The SIIM’s Artificial Intelligence Webinar Series recently held a talk on the reproducibility crisis in machine learning, providing an often-unheard perspective on artificial intelligence’s pitfalls in medical imaging.

Although rapid advancements in artificial intelligence, machine, and deep learning have been lauded by numerous startups and news articles, very few tools have been clinically deployed, mainly due to a lack of model generalizability. Dr. Maleki and Dr. Azizi’s talk highlighted several reasons behind, and solutions to, this “generalizability crisis.” Reflecting more broadly, this problem can be compared to the “replication crisis” in scientific research, which refers to the difficulty of reproducing results from published studies. Like the replication crisis, the generalizability crisis limits the credibility of technological discoveries and advancements.

Various perspectives have been offered on the replication crisis in diverse domains of science. However, a common issue is the “fossilization” of incorrect or non-replicable findings. This occurs when unreproducible and therefore unreliable results are assumed to be true, which can mislead theories and future investigations, ultimately hindering scientific progress. Similarly, poor replicability of machine learning models can limit their further development due to limited accuracy.

To characterize this issue, machine learning scientists developed the concept of model generalizability. This refers to a tool’s ability to perform well on data outside its original training dataset. Many factors contribute to this limitation, such as variability in patient demographics, medical imaging tools, and data workflows. Dr. Maleki and Dr. Azizi’s talk outlined three methodological reasons for limited generalizability in machine learning: biased training datasets, poor performance measurements, and the aggregation of different datasets without appropriate demographic characterization.

The first methodological challenge makes sense given the pipeline used to develop these machine learning tools, whereby data is split into training, validation, and test sets. Training datasets are used to “educate” the model; validation datasets are used to retrain the model with more accuracy; and test sets are used for estimating the model’s error. The effectiveness of this pipeline depends on the training, validation, and test datasets being independently distributed. However, issues arise when the training dataset has a biased sample, which occurs when data from the validation or test sets appear in the training set. This can lead to an overestimation of a model’s performance. Although there are several complex reasons behind this biased sampling, they are generally unintentional and due to the impracticality of developing large-scale datasets.

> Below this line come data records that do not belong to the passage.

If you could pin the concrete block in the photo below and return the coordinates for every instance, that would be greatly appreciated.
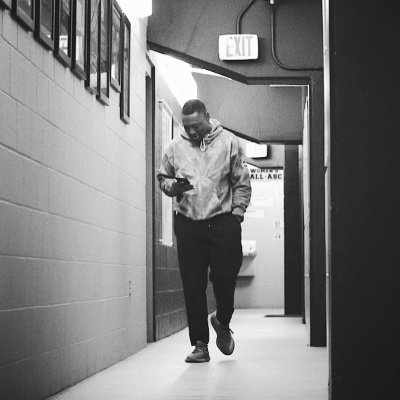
(59, 326)
(30, 86)
(29, 189)
(36, 137)
(48, 64)
(10, 29)
(8, 121)
(19, 283)
(12, 182)
(23, 129)
(42, 182)
(12, 380)
(4, 66)
(43, 330)
(19, 73)
(49, 132)
(48, 236)
(24, 42)
(42, 282)
(42, 95)
(16, 331)
(42, 375)
(37, 54)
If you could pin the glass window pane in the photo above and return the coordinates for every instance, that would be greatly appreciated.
(26, 6)
(127, 45)
(65, 18)
(46, 17)
(104, 46)
(80, 34)
(115, 45)
(94, 39)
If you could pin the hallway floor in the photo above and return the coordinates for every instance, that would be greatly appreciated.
(271, 361)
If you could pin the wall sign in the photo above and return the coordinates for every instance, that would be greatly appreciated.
(238, 47)
(265, 174)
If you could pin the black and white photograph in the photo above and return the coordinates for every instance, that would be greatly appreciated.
(197, 200)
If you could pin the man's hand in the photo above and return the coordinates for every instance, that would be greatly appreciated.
(239, 218)
(181, 187)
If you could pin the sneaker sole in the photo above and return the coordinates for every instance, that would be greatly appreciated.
(198, 361)
(220, 344)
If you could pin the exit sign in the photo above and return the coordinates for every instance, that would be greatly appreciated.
(238, 47)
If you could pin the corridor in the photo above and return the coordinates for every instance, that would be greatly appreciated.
(271, 362)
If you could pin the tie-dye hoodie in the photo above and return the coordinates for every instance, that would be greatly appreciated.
(221, 181)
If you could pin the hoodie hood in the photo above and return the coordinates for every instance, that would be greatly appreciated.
(216, 129)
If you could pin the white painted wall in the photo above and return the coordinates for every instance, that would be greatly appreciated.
(72, 219)
(261, 279)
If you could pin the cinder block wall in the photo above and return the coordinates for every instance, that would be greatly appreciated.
(72, 220)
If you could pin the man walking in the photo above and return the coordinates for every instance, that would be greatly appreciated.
(210, 205)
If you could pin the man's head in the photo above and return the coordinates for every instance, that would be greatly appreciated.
(195, 119)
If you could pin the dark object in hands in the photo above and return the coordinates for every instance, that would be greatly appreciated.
(184, 181)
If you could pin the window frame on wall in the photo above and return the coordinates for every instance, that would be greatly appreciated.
(167, 134)
(125, 68)
(60, 54)
(26, 20)
(103, 93)
(40, 32)
(90, 82)
(116, 9)
(5, 4)
(78, 69)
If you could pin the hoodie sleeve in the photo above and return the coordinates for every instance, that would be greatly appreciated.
(166, 168)
(240, 180)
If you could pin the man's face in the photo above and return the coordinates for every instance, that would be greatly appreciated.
(196, 125)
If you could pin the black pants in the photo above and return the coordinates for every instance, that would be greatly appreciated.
(214, 243)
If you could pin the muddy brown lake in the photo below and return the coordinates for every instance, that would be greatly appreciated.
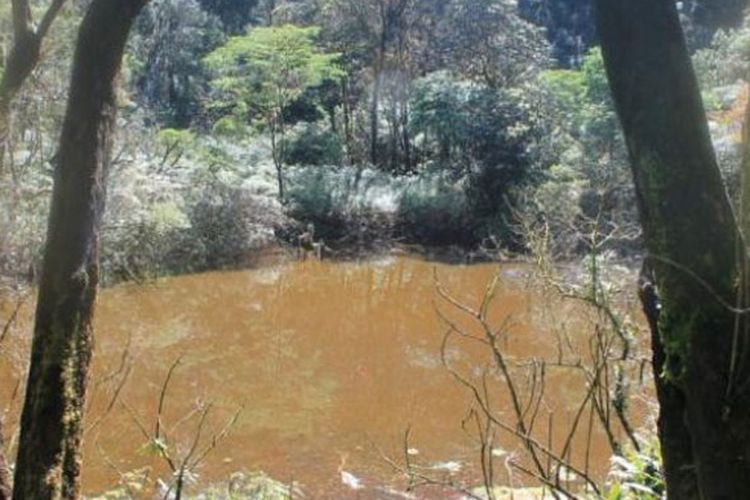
(329, 363)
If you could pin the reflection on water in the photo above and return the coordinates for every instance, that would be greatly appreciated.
(331, 361)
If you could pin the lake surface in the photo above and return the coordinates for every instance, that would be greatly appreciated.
(332, 363)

The second methodological problem relates to the metrics used to evaluate a machine learning model’s performance, namely accuracy, precision, and recall. Accuracy describes how often a model is correct; precision describes how well a model minimizes false positives; and recall describes how well a model minimizes false negatives. Due to its simplicity, accuracy has historically been a favored performance metric. However, it is increasingly recognized as inadequate in imbalanced datasets (i.e., rare radiologic findings are overrepresented in datasets, difficult-to-describe imaging features are underrepresented). Moreover, due to the high cost of false positives and false negatives in healthcare, it is essential to include precision and recall when estimating a model’s usefulness in clinical settings. One reason these statistics have not been favored is the difficulty of calculating them: unlike accuracy, precision and recall require data to be categorized.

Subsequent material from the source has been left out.